Like George Bernard Shaw once said, Islam is the greatest religion, but it’s followers are the worst.
No, Abu S, you didn’t sound bad at all, I know you are not a conspiracy theorist. Hypocrisy is a human condition, affecting us all.
batir, ironically the concern for what’s inside the box becomes greater once your standing outside it.
Roba, i’ll try and remember to remind you to tell me 😀
Abusinan, couldn’t agree more.
kinzi, i really have no specific problem with the decor or the culture behind ramadan, in fact i kind of like the way it has become cultural (or always been), its a positive consequence of internationalization of a religious pillar. ramadan in indonesia is different from qatar different from algeria different from where have you. i think our concern (i as a muslim, you as a christian) is with commercialization taking over. when i think christmas i think santa, not Christ, as do I’m sure many many many people. when i think ramadan i still think of religion. i think its because its sort of unfair almost to compare the two holidays religiously, they’re not exactly on the same level if you know what i mean. in terms of the religious approach. culturally they can be compared.
nice post
Gardenia, I know how that feels. It is bad.
How many people in â??Muslim landsâ? sleep until 15 minutes before adhan? It has, for many people, become the month where you sleep the days away, only to awaken and eat until you are about ready to explode.
Wow, exactly what I was going to say.
I was reading a National Geographic magazine from a couple years ago and it had an article about the KSA. The reporter arrived (in I think Jeddah) on the Red Sea the week before Ramadan ended. During the day it was a ghost town. No one was out, nothing was open, the only people he saw were policemen, city workers, etc. Then, after sunset, bam! everyone comes outside, the shops & restaurants open, and it was a big party all night long until first light of dawn. Then everyone disappeared back to bed.

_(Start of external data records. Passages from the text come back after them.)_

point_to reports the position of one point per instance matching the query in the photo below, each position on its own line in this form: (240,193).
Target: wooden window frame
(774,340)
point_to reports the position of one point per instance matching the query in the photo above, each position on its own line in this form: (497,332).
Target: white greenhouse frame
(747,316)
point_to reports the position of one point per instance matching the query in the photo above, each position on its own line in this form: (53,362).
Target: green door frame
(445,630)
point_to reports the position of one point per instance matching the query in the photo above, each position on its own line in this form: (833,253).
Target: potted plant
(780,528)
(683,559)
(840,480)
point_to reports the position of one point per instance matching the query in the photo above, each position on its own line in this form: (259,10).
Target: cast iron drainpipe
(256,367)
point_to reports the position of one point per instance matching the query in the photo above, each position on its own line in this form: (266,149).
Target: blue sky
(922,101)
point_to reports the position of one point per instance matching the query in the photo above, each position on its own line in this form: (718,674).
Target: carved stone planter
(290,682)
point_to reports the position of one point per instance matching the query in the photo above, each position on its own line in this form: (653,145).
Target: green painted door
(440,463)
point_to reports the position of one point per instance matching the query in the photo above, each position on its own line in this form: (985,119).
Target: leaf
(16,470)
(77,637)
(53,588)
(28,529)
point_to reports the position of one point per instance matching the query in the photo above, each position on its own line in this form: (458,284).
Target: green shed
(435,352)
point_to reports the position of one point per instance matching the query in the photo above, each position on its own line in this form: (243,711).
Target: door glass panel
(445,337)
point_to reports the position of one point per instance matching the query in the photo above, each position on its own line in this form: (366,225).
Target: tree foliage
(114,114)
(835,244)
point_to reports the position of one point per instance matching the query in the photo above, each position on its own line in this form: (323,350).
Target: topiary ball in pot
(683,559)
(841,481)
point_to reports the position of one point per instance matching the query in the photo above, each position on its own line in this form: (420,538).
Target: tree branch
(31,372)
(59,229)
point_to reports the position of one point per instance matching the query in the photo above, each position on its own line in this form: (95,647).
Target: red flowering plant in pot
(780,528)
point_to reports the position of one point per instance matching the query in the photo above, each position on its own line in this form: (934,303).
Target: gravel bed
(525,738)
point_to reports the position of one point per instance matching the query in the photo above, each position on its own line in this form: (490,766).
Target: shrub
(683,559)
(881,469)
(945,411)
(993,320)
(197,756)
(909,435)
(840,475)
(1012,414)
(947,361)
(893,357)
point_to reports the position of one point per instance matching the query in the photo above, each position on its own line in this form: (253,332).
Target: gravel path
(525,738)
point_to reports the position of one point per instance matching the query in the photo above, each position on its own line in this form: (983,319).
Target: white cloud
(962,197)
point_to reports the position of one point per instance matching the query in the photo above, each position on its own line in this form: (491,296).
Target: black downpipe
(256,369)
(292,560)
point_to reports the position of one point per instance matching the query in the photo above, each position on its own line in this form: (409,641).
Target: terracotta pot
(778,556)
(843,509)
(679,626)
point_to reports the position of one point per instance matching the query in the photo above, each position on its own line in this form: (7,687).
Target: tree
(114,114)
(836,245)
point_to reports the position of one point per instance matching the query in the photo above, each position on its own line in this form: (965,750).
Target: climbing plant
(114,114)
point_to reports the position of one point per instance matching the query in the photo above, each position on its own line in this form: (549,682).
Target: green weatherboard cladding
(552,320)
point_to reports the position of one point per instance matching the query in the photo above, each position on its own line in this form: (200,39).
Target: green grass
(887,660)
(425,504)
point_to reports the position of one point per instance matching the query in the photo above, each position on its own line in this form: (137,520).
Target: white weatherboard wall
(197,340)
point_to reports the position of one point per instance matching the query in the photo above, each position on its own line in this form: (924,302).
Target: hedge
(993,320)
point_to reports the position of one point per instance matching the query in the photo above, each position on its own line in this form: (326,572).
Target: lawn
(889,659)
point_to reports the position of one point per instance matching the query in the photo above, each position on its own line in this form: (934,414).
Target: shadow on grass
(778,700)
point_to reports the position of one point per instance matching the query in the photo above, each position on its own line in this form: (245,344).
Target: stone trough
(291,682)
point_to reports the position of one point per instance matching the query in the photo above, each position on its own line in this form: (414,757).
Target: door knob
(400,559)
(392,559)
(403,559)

So much for fasting to understand and experience what the poorest of us go through every day.
Speaking of Ramadan, dont you love the various royals and ultra rich who run to Europe for the month of Ramadan? There they party, drink, do what they do normally, then come home for Eid.
I ran into one such group a few years ago in Paris during Ramadan when I was there on business. They were Saudi, the Gulf elite are famous for this stuff.
They didnt know that I spoke Arabic, or even yet that I was Muslim, and it was interesting to hear them talk about their hangovers, the blond from the night before, lunch plans, and what clubs they were going to that night.
Of course, come Eid, they will end up in Riyadh complaining about how hard it was to fast in the West. Ha.